Odette Alcantara used to call me, with loving sarcasm, “Miss Universe” and I would retaliate by calling her “Miss World.” Little would I guess that I’d ever quarrel with such loving terms. And only because “universal” has come to mean “global.” And “globalization,” in the wrong sense of the word, as it is touted today, is a bad word. It is the standardization or popularization of everything that benefits the Western world. (Miss World’s world).
One of globalization’s most obvious effects is that today you can hardly tell one beautiful face from another—such as of new movie stars and beauty queens. Every face seems to have been modeled on an imported template, and comes complete with a ton of makeup products for sale to achieve that “perfect look.”
Charice Pempengco seems to have surrendered her round-as-a-moon face to such a siren call. This has erased the unique physical characteristic to remember her by. Now she is just another pretty face. (Of course there’s her talent to see her through). It’s almost unnecessary to talk about plastic surgery.
The characteristics of a remodeled face are just too familiar—the eyes pulled at the corners to stretch a furrowed brow, a nose startlingly turned Caucasian. No more double chin, no more turkey neck, and the smile can no longer be smiled. It can be surreal.
Quit eating. Exercise all day to look like an anchovy—it’s fashionable. If too slothful to do so, the body-sculpting clinic can give you a shape while you doze off.
Readers by teachers
There was once an attempt to democratize the writing of public-school readers. It was assigned to a group of grade-school teachers to write. The logic was that since it was taught by them every day, they’d be the best ones to write it. Who needs a snooty creative writer! The teachers undertook the writing of the reader, not as individuals, but as a group. Everything was a communal decision—how the plot, the characters, the style of the stories would go. The writing was communal, too. Needless to say, the book turned out disastrous. It had no character—it was boring and soon became a basket case. Democratic group work.
This reminds me of a lesser but also “democratic” undertaking—the choice of a uniform costume for a group of matrons to wear to an important affair. They zeroed in on the Gibson Girl look.
If you are not old enough to remember, the Gibson Girl in the ’50s had a long billowy skirt, mutton sleeves, a kind of collar and a little black ribbon bow at the neck. The design was passed around the table for suggestions. For the dress to look good on fat and thin alike, it was suggested that the skirt be straight. Approved! Aren’t the sleeves a bit warm—can we just shorten? Approved! What about removing the collar and just making the neck a V? Approved! Isn’t the little black bow a bit too young for us? Removal approved!
I never knew how the costume ended up because I couldn’t go to the party. But from where I was sitting that day, the Gibson Girl dress was beginning to look like a maid’s uniform.
Editing the ‘saya’
The saya is my favorite formal attire because it is basically Filipino. But how it has devolved from native to western is a morality tale worth remembering. Way before my time, the first couturiers dismembered the saya—removed its tail, its yoke (panuelo), its overskirt (tapis).
The next bright designers connected the blouse to the skirt to make it comfortable, and streamline the look to become one continuous flow. At the same time, they changed its material to a contemporary fabric. Beautiful, but it looked exactly like a Western evening gown. With butterfly sleeves attached!
Oh, those sleeves! The original sleeves at first were down to the wrists, and then elbow length, then two inches shorter They were beautiful, transparent like paper lanterns. But the transparent fabric was soon unavailable and so the sleeves became the same cloth material as the now Western-looking evening gown-saya.
The abused saya sleeves got reduced in size even more!
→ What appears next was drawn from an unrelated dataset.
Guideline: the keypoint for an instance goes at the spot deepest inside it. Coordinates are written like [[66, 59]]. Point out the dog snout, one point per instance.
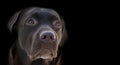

In the last version I spotted, they were the size of ordinary puffed sleeves but flattened like pancakes. The saya was at last democratic!
There is no entity I revere more than the Palanca Memorial Awards. Since the ’50s it has steadfastly encouraged Filipino writers to do their best. In the beginning there was only one category, the short story, English and Filipino, three prizes each. It was a singular honor to win an award.
Today there are about 21 categories of three prizes each, almost a hundred winners every year! Like the beautiful faces that one can no longer tell apart, or the saya that one can’t tell from the evening dress, it is almost impossible to remember the winners.
Awards are the most elitist of undertakings. They choose the unique, the most outstanding. They are not slices of a mammoth cake to be given to everyone. Those are called grants. This is not to suggest that there shouldn’t be so many categories.
I just don’t know how to reverse the process—raise the amount of the prize money but don’t add any more categories? Memorialize the literary pieces in books—some of this has been done. Stagger the awarding ceremonies per category? Worth a think, don’t you think?